Among the other hot topics that the engineer will have to manage is the thorny issue of the copper rocker. This project should lead Orange to remove the million kilometers of cables from this aging network while deploying its fiber network throughout the country. A difficult exercise, while the situation is critical in a certain number of territories – such as Corsica, Drôme, Pays de la Loire or Ardèche – where the deployment of fiber is still only a mirage and which essentially depend on a copper network in poor condition for their connectivity.

That’s not all: Christel Heydemann will also have his work cut out for him in terms of the internal organization of Orange, which has already suffered a few major departures. In particular that of Helmut Reisinger, the boss of Orange Business Services (OBS), the B to B subsidiary of the operator, who passed the baton to Aliette Mousnier-Lompré, the director of operations and customer service of OBS.

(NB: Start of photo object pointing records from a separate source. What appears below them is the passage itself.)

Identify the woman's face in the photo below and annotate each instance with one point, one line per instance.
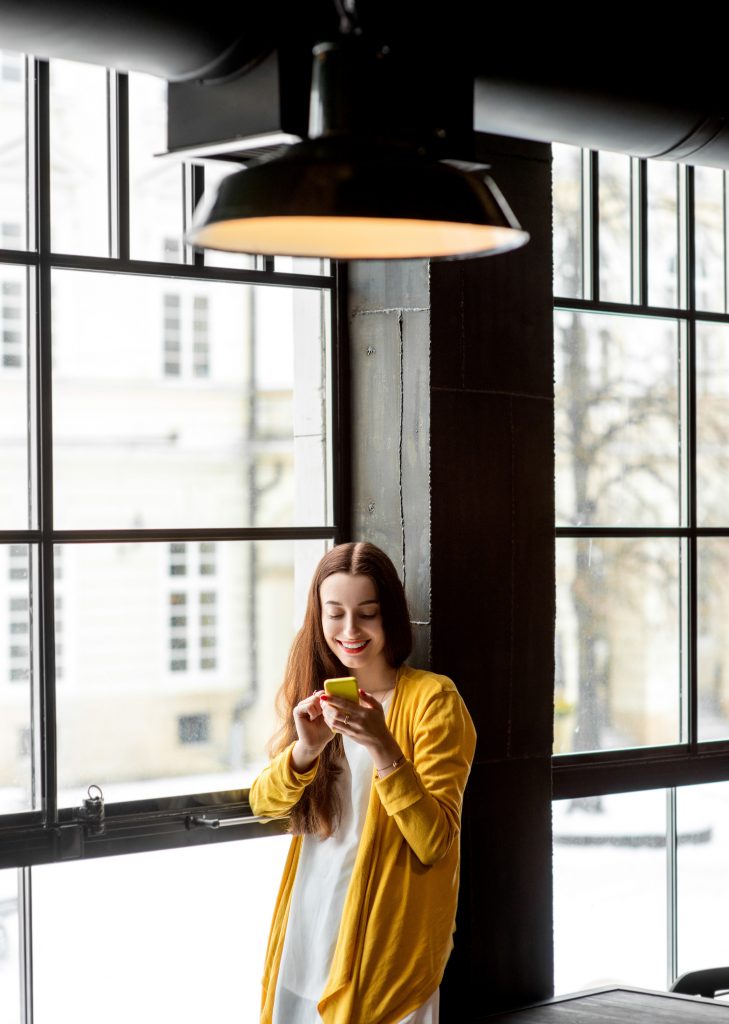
(352, 622)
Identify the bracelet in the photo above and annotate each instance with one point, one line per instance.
(395, 764)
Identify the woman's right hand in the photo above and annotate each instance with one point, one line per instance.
(312, 731)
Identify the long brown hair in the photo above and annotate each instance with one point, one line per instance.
(310, 662)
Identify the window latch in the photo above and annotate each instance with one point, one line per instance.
(91, 812)
(194, 820)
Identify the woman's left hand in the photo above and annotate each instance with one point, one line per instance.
(365, 723)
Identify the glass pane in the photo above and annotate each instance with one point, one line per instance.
(301, 264)
(196, 403)
(618, 653)
(172, 654)
(614, 227)
(663, 261)
(9, 949)
(713, 424)
(16, 498)
(15, 156)
(702, 813)
(609, 891)
(710, 239)
(181, 935)
(155, 182)
(617, 420)
(18, 668)
(79, 171)
(567, 214)
(713, 639)
(215, 171)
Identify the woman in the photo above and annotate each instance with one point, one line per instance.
(363, 921)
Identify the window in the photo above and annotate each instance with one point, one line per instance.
(158, 532)
(642, 670)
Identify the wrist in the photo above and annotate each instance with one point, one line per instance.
(303, 756)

Other departures could also affect the group, while senior executives such as Fabienne Dulac, CEO of Orange France, and Alioune Ndiaye, CEO of Orange Africa Middle East, are given as possible starters. Finally, the leader should also have to manage the social aspect, while Orange is currently preparing a vast plan to modernize its organization, which could lead to a future wave of departures from the side of the incumbent operator… the program s he announcement is already loaded for the successor to Stéphane Richard.